Luckily, Fannie Mae is right on top of the issue and has just released new rules allowing millennial borrowers to, among other things, simply exclude student loans, credit cards and auto loans that are “paid by someone else”…wink wink…when applying for a new mortgage. As an added benefit, taxpayer-subsidized mortgage loans can also now be used to repay student debt…Hooray for taxpayers!
Fannie Mae announced new policies that will help more borrowers with student debt qualify for a home loan. These innovations address challenges and obstacles to homeownership due to a significant increase in student loan debt over the past decade and provide access to credit for qualified borrowers. The new solutions give homeowners the opportunity to pay down student debt with a mortgage refinance, allow borrowers to exclude non-mortgage debt paid by others as part of the loan application process, and make it more likely for borrowers with student debt to qualify for a mortgage loan by allowing lenders to accept student debt payments included on credit reports.

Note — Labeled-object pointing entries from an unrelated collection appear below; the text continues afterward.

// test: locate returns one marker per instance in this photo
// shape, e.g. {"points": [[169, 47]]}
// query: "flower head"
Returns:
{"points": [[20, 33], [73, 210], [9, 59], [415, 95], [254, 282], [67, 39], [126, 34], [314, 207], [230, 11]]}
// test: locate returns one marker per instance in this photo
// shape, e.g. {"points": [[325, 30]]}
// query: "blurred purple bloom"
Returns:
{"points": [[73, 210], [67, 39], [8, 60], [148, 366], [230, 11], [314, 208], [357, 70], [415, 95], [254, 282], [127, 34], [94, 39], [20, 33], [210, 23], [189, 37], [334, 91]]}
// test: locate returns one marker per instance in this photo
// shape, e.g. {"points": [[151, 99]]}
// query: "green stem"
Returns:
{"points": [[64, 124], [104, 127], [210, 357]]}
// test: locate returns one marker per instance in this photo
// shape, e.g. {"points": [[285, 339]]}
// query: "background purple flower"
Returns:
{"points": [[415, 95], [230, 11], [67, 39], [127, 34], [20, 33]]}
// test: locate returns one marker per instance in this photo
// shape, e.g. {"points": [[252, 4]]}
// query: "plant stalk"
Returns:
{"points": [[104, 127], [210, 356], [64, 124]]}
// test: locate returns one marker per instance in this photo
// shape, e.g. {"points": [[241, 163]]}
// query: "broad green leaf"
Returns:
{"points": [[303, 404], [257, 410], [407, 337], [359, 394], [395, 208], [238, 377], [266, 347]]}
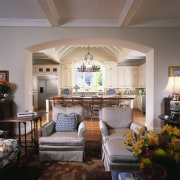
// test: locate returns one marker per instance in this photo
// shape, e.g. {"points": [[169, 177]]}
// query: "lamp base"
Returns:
{"points": [[175, 110]]}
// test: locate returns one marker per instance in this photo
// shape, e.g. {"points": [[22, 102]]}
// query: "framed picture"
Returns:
{"points": [[174, 71], [4, 75]]}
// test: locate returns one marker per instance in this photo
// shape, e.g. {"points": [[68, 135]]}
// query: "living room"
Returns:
{"points": [[160, 42]]}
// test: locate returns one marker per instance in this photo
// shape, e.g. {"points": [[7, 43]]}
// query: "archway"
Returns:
{"points": [[119, 43]]}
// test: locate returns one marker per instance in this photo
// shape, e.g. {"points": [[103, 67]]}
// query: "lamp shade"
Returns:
{"points": [[173, 85], [170, 85], [176, 85]]}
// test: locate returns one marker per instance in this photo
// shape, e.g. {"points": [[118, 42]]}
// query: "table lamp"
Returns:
{"points": [[173, 88]]}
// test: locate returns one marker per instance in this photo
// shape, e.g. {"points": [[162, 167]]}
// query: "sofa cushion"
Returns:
{"points": [[66, 122], [67, 110], [117, 152], [116, 117]]}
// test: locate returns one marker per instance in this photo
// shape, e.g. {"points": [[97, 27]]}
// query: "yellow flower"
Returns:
{"points": [[176, 144], [141, 130], [145, 161], [137, 147], [153, 138], [159, 152], [129, 134], [128, 142]]}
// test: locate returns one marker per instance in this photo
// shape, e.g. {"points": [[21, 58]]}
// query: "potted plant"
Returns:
{"points": [[159, 154]]}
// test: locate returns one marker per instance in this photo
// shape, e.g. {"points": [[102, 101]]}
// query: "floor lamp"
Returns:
{"points": [[173, 88]]}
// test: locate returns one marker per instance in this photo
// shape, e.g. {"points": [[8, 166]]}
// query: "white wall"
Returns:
{"points": [[15, 40]]}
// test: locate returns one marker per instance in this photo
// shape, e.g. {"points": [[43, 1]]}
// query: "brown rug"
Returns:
{"points": [[30, 168]]}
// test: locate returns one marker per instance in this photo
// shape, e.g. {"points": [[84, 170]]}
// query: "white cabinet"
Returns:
{"points": [[142, 76], [127, 76], [66, 75], [110, 75], [139, 102], [45, 69]]}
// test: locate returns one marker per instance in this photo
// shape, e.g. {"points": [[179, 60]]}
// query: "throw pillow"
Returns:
{"points": [[66, 122]]}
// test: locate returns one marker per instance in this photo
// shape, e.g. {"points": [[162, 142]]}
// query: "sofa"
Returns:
{"points": [[114, 122], [59, 142]]}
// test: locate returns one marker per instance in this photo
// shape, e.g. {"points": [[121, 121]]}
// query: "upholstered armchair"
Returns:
{"points": [[114, 122], [62, 139]]}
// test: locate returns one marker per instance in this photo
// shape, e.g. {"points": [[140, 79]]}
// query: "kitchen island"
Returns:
{"points": [[88, 101]]}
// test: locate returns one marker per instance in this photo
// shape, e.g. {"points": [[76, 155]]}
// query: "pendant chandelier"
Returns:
{"points": [[88, 65]]}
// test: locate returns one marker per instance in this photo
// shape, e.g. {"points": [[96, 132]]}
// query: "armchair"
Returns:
{"points": [[63, 144], [114, 122]]}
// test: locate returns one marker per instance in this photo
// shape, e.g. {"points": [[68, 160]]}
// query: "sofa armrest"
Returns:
{"points": [[135, 126], [48, 128], [82, 129], [103, 128]]}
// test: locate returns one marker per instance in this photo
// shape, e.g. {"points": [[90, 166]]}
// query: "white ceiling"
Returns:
{"points": [[94, 13], [90, 13]]}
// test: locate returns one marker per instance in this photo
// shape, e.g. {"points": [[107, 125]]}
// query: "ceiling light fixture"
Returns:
{"points": [[88, 65]]}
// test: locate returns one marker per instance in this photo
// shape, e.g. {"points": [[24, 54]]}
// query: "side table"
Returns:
{"points": [[10, 157]]}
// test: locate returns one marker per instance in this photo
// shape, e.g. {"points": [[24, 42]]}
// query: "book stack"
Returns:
{"points": [[26, 113]]}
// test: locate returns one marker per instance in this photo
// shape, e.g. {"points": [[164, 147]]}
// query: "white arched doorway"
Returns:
{"points": [[119, 43]]}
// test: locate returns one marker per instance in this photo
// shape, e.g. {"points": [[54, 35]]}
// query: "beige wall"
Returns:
{"points": [[165, 42]]}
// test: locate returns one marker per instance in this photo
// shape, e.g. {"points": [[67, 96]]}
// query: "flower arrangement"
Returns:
{"points": [[5, 87], [159, 154]]}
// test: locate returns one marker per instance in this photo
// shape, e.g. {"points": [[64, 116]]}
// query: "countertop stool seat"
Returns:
{"points": [[118, 158]]}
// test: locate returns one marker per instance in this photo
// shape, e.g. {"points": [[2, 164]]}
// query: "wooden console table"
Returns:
{"points": [[34, 121]]}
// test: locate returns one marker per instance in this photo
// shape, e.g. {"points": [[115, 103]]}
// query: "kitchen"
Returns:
{"points": [[127, 77]]}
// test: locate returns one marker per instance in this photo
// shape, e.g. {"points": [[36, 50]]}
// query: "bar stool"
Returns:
{"points": [[114, 101], [96, 105], [58, 100]]}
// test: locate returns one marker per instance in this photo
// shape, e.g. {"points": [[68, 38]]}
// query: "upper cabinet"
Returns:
{"points": [[127, 76], [66, 75], [142, 76], [45, 69]]}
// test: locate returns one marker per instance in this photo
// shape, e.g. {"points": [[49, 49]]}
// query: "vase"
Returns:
{"points": [[3, 97]]}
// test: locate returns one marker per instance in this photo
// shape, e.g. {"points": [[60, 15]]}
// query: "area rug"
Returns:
{"points": [[29, 167]]}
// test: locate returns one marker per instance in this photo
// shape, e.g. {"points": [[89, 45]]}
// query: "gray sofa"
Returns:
{"points": [[114, 122], [63, 145]]}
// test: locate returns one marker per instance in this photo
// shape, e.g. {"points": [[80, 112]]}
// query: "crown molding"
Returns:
{"points": [[24, 22]]}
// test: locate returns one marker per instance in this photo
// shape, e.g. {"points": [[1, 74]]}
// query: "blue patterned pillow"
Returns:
{"points": [[66, 122]]}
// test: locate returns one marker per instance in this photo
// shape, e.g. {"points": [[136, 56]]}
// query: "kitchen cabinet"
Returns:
{"points": [[139, 102], [110, 75], [127, 76], [142, 76], [66, 75]]}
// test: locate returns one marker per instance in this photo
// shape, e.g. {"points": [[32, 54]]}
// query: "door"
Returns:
{"points": [[41, 93], [46, 88]]}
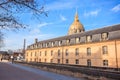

Student Loan Cash-Out Refinance: Offers homeowners the flexibility to pay off high-interest rate student debt while potentially refinancing to a lower mortgage interest rate.
Debt Paid by Others: Widens borrower eligibility to qualify for a home loan by excluding from the borrower’s debt-to-income ratio non-mortgage debt, such as credit cards, auto loans, and student loans, paid by someone else.
Student Debt Payment Calculation: Makes it more likely for borrowers with student debt to qualify for a loan by allowing lenders to accept student loan payment information on credit reports.
“We understand the significant role that a monthly student loan payment plays in a potential home buyer’s consideration to take on a mortgage, and we want to be a part of the solution,” said Jonathan Lawless, Vice President of Customer Solutions, Fannie Mae. “These new policies provide three flexible payment solutions to future and current homeowners and, in turn, allow lenders to serve more borrowers.”